From a civil service union rep
It’s 07:30 on a Tuesday morning and I’m reading through ‘production’ stats. I’m a member of the PCS union, workplace rep and socialist, working in the Retirement Services Directorate (RSD). Management so kindly allows me to get the same stats as them, to prove they aren’t running a call-centre sweatshop, to prove the ones who come to their rep to complain about the awful work environment are the ‘slackers’ in the stats sheet.
What do I see on that spreadsheet? I see the names of people who started the same day as me missing. Too many missing. I see the names of new hires only filling half of the ones who left RSD for another job, any job. Very few went to a different civil service department, and even less found a ‘promotion’ to a job that is above minimum wage. I see over half the list of names as people for whom I’ve fought for workplace adjustments to help them handle the workload and unrelenting stress. I see colleagues and friends who have used up all their paid sick days and most of their vacation days to prevent breaking down.
I see the single parents that are, despite working a full-time job in the civil service, forced to apply for Universal Credit in order to feed, clothe and house their family. There are single adults who would love to move out of their parents’ loft except… they can’t afford rent. They are not accepted due to their income, specifically on rental applications. There are many people I know who cannot afford to get into the office the last week or so before payday. They can’t afford public transport, or petrol, or parking.
One name, a fellow who is over 6 feet tall and burly, plays footie on weekends with buddies. He spent a good ten minutes in our union office, trying to not show tears and telling me he can’t take it any longer. He’s going to break and he can’t because his mother is sick and at home, and he’s her carer.
I see all the people I could not make the work environment safer for, more caring, and my heart just aches.

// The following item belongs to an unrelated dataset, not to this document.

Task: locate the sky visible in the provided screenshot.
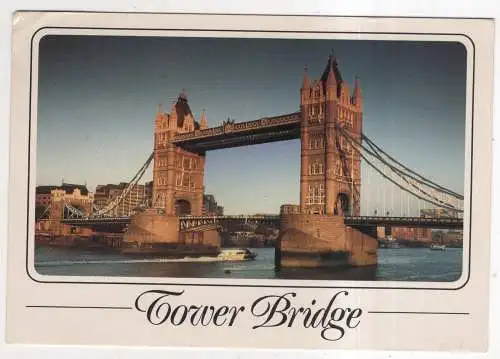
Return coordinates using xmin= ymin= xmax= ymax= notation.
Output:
xmin=36 ymin=35 xmax=467 ymax=215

These are your civil servants helping thousands of pensioners a week, with a call volume of anywhere from 4,000 to 7,000. Some RSD employees handle 120-150 calls per day. Their voices are raw at the end of a shift. They croak, not speak.
Backlog
They took enough Pension Credit applications at the end of last year to cause a backlog in actually processing those applications to 62 working days. That’s due to the shocking Labour policy to cancel universal winter fuel allowance. Pensioners would need to qualify to receive it by having an active Pension Credit benefit. Labour just up and announced it, despite not having enough staff employed to handle the influx of calls that was almost immediate. The phone lines became so busy that a pensioner, wanting to ensure they could pay their bills, could spend four hours on hold, only to find themselves abruptly disconnected, and having to start again the next day. Is this how pensioners deserve to be treated? Is this how tax-paying, minimum wage civil servants deserve to be treated?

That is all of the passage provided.